En “Lo que ven los voyeurs”, capítulo de su obra “Los bordes de la Ficción” (2019), Jacques Rancière analiza las estrategias narrativas de Marcel Proust en el libro “En busca del tiempo perdido” y extrae de ellas algunas conclusiones. La forma como el narrador “ve” las escenas en este libro es la forma de ver de un voyeur, dice Rancière, ya al comienzo de su ensayo. Lo cito: “escondido detrás de una ventana, el ojo del narrador nos hace compartir en principio los placeres de Mademoiselle Vinteuil con su amiga música en Montjouvain…” Asimismo, el “ojo del narrador” voyeur ve otras escenas a lo largo de la historia, sobre todo la situación en que se revela la homosexualidad de Charlus, personaje que, en principio, y frente a la mirada de los demás, era un mujeriego. Es decir, nadie desconfía que Charlus pueda ser homosexual.
El narrador, entonces, observa y atrapa a las personas en sus momentos placenteros e íntimos, en sus momentos verdaderos, ya veremos por qué. Lo que me gustaría proponerles es, por ahora, desmenuzar las conclusiones de Rancière acerca de ese modelo de narración. Luego, al final del texto, propondré un par de reflexiones sobre las relaciones entre tal modelo y la forma como la socioantropología representa a las personas: ¿no habrá algo del “ojo del narrador” voyeur en la típica narración etnográfica?
Si el narrador observa los personajes desde las ventanas, para atraparlos en su intimidad, no basta con señalar la relación entre esta mirada y la sexualidad, y entre sexualidad y verdad. Más importante, dice Rancière, es la estrutuctura de ese descubrimiento. En la obra de Proust (o al menos en este libro) estaría en juego la coincidencia entre, por un lado, el reconocimiento que devela lo no sabido y, por el otro, la peripecia que da vuelta el curso de la acción. Como expuse en otro texto, la matriz clásica ficcional prescribía la peripecia (o la inversión) como el principio de la razón ficcional – una buena historia sería, pues, una historia que invierte las expectativas, es decir, que realiza una peripecia. Proust, argumenta Rancière, une profundamente el acceso a un conocimiento o el acto de saber a la ejecución de las peripecias ficcionales.
Lo que se despliega en esta obra, en consecuencia, es un tipo de combinación entre el saber y la acción ficcional.
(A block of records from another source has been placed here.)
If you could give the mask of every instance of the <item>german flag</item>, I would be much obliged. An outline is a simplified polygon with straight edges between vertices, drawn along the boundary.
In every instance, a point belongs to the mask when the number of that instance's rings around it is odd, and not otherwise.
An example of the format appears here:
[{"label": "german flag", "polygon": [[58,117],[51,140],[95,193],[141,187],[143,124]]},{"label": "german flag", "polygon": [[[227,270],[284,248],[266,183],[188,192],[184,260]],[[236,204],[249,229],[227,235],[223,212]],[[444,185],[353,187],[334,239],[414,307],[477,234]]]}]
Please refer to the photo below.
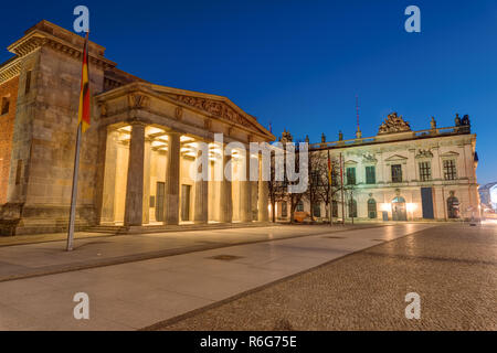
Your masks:
[{"label": "german flag", "polygon": [[89,128],[89,74],[88,74],[88,32],[86,32],[83,50],[83,68],[81,73],[80,110],[77,124],[82,125],[82,132]]}]

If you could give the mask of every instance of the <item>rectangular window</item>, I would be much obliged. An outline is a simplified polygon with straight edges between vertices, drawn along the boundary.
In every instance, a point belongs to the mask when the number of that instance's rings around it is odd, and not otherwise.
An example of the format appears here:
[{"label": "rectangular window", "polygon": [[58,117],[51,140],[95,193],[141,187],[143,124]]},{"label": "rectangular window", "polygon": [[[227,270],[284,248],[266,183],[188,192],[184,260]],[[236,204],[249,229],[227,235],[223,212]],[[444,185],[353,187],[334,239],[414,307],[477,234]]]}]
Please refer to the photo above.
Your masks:
[{"label": "rectangular window", "polygon": [[2,97],[2,110],[0,115],[4,115],[9,113],[9,97]]},{"label": "rectangular window", "polygon": [[421,181],[432,180],[432,165],[430,162],[420,162],[420,179]]},{"label": "rectangular window", "polygon": [[21,183],[21,173],[22,173],[22,159],[18,160],[18,168],[15,169],[15,185]]},{"label": "rectangular window", "polygon": [[29,94],[31,89],[31,69],[25,73],[25,86],[24,86],[24,94]]},{"label": "rectangular window", "polygon": [[347,185],[356,185],[356,168],[347,168]]},{"label": "rectangular window", "polygon": [[402,182],[402,165],[393,164],[392,165],[392,183]]},{"label": "rectangular window", "polygon": [[366,183],[367,184],[376,184],[377,183],[374,165],[366,167]]},{"label": "rectangular window", "polygon": [[455,180],[457,178],[457,171],[455,167],[455,160],[450,159],[444,161],[444,179]]}]

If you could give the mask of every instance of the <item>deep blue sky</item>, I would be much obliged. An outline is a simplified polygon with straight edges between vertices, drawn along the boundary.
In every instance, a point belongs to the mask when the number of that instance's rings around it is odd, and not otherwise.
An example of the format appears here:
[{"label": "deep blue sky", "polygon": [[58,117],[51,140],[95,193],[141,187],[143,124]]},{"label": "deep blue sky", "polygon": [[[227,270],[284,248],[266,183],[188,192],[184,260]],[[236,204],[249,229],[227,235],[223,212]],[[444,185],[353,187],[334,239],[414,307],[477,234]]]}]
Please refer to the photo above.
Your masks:
[{"label": "deep blue sky", "polygon": [[[91,39],[118,67],[150,82],[231,98],[261,124],[318,142],[363,136],[388,113],[413,129],[468,114],[478,181],[497,181],[497,1],[18,1],[3,6],[1,45],[42,19],[72,29],[91,11]],[[421,33],[404,9],[421,9]],[[10,57],[1,51],[0,61]]]}]

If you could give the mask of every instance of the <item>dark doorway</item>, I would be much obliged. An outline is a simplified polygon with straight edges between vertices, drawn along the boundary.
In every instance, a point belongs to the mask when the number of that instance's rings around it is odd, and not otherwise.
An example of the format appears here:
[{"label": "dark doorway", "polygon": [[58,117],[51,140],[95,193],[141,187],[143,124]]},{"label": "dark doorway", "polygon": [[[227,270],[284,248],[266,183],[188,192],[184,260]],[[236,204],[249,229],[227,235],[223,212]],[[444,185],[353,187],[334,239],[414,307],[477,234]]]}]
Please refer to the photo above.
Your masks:
[{"label": "dark doorway", "polygon": [[163,222],[163,190],[165,183],[157,182],[157,197],[156,197],[156,221]]},{"label": "dark doorway", "polygon": [[447,199],[447,216],[448,218],[459,217],[459,201],[455,196]]},{"label": "dark doorway", "polygon": [[423,210],[423,218],[433,220],[433,191],[432,188],[421,188],[421,205]]},{"label": "dark doorway", "polygon": [[181,185],[181,221],[190,221],[191,185]]},{"label": "dark doorway", "polygon": [[392,220],[408,221],[408,213],[405,211],[404,197],[398,196],[392,201]]}]

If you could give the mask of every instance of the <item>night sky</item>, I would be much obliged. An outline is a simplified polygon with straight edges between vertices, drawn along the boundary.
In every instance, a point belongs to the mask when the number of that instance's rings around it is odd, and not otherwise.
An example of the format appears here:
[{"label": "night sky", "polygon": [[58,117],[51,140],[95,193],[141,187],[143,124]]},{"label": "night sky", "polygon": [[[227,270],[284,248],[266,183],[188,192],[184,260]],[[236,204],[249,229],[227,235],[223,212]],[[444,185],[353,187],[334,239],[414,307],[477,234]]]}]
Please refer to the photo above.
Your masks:
[{"label": "night sky", "polygon": [[[311,142],[362,136],[398,111],[415,130],[469,115],[478,182],[497,181],[497,1],[18,1],[4,3],[1,45],[42,19],[91,40],[118,67],[156,84],[228,96],[273,132]],[[404,9],[421,9],[421,33]],[[0,52],[0,61],[11,56]]]}]

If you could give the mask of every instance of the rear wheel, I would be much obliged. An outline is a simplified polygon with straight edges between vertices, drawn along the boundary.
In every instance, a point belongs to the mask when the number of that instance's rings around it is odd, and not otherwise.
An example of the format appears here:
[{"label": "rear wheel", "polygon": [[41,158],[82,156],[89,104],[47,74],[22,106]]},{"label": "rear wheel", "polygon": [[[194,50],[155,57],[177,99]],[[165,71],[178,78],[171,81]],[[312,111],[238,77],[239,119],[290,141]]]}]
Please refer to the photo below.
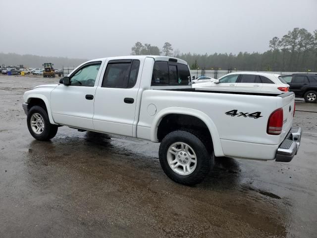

Aunque el romancista no sea un científico, la ciencia sí que ha impactado en su oficio. La de Proust es, para Rancière, una “novela del conocimiento”, pero ¿de qué forma?
La eliminación de la interpretación
Primero, se elimina la “ciencia de los signos” o la interpretación de los signos. El narrador, cuando busca interpretar los signos que las personas que le interesan (los objetos de su amor o de su deseo) dejan a su paso, es decir, cuando intenta descifrar lo que ve, no puede conocer nada. Cito a Rancière:
“Sobre lo que necesita saber, sobre lo que él busca por todos los medios conocer — la verdad de los gustos de Albertine — no tendrá nunca ninguna revelación directa. El celoso siempre se puede agotar espiando e interpretando los signos, pero no hará más que reforzar así lo que constituye la esencia de los celos: la duda sobre las consecuencias que hay que sacar de lo que se ha visto y escuchado”.
Uno no puede nunca estar seguro sobre lo visto y lo escuchado… entonces, la interpretación de los signos y señales no es el camino para conocer la verdad.
La revelación al azar
Los signos, dice Rancière sobre Proust, “no enseñan más que su insuperable desvío de lo que deben revelar. Hay que encontrar los cuerpos in fraganti”. Encontrar los cuerpos in fraganti sólo es posible al azar, sólo le pasa al que no busca activamente saber eso que se le va a revelar (o bien, al que busca saber otra cosa). La verdad sólo se le revela cuando uno no la estaba buscando. Es así, sin estar buscando nada, por un par de circunstancias azarosas, que el narrador de “En busca del tiempo perdido” atrapa a Charlus en una escena de sadomasoquismo, dejándose azotar por dos hombres.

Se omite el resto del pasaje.